CLARY, Renee M., Department of Geosciences, Mississippi State University, 108 Hilbun Hall, P.O. Box 5448, Mississippi State, MS 39762, HAMIL, Burnette, Curriculum, Instruction, and Special Education, Mississippi State University, Mississippi State, MS 39762 and WEIR, Jennifer, Curriculum, Instruction, and Special Education, Mississippi State, MS 39762,

Since teachers typically teach the way they are taught, our goal with the Teachers for a Competitive Tomorrow (TCT) program was to ensure that pre-service teachers had access to authentic scientific research opportunities in their college programs of study. TCT required students to double-major in secondary science education and a science, and provided paid research opportunities that were supervised by university scientists.

Because there is no Earth Science teaching certification in our state, students who participated in TCT geoscience research majored in either biological sciences or geosciences, and secondary biology education. Geoscience research opportunities included programs in paleontology, biogeochemistry, and museum sciences and outreach. Pre-service teacher participants conducted literature reviews, designed/conducted experiments, analyzed data, presented research at conferences, and wrote research manuscripts.
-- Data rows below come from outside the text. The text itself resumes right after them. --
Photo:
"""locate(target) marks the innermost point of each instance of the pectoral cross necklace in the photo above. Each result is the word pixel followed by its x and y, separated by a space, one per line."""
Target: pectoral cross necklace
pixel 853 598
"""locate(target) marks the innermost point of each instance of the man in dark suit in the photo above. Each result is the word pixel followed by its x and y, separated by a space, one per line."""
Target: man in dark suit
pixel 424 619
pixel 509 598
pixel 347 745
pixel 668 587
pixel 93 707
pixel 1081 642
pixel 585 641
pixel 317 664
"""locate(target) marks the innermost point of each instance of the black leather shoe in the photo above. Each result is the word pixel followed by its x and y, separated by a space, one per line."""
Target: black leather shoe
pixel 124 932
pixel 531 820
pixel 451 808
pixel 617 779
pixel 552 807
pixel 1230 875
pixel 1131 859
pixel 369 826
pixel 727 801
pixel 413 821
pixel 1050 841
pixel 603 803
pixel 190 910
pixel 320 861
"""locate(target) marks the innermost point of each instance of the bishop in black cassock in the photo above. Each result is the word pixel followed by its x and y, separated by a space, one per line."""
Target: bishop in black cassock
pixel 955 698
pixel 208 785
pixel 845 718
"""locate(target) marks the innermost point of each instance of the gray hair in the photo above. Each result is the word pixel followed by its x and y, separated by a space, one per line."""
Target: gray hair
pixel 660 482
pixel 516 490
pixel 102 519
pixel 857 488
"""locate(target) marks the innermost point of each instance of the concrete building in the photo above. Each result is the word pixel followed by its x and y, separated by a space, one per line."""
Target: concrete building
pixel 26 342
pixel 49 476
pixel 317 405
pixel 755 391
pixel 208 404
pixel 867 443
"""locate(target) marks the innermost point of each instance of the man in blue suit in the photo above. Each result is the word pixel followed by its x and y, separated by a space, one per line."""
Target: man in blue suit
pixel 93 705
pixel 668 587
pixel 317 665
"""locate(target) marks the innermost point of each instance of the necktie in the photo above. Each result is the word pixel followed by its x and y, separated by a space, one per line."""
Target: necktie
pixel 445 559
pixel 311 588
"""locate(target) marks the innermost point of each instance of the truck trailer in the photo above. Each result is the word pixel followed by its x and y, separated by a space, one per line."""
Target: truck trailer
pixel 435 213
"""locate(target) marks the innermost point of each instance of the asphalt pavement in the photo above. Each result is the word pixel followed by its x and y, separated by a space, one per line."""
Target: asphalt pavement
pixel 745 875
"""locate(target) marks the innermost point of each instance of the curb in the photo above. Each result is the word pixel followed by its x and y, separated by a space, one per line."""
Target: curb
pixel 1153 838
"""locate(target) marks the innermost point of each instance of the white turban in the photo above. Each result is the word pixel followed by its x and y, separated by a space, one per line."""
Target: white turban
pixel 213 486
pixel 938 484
Extensive research experiences provided participating pre-service teachers with expanded laboratory skills and superior understanding of the nature of science, which we hypothesized will translate into more effective science teaching. However, Praxis II content scores revealed no significant difference between the university’s TCT participants and non-participating secondary education majors, even though TCT participants averaged 6 additional advanced science courses than their non-participating peers.

Content analysis of the TCT participant interviews revealed teacher enthusiasm for science and confidence in laboratory techniques. Graduating participants stated that they gained specialized science knowledge through TCT, ability to apply knowledge in new situations, awareness of community classroom resources, and collaborative benefits with in-service teachers through summer workshops.

Therefore, we propose that more accurate assessment tools are needed to determine the effectiveness of pre-service geoscience research experiences, including tracking of research participants. Although Praxis assesses scientific content, it does not measure laboratory skills or a researcher’s confidence and effectiveness. Additionally, Praxis does not measure specialized scientific content acquired through research.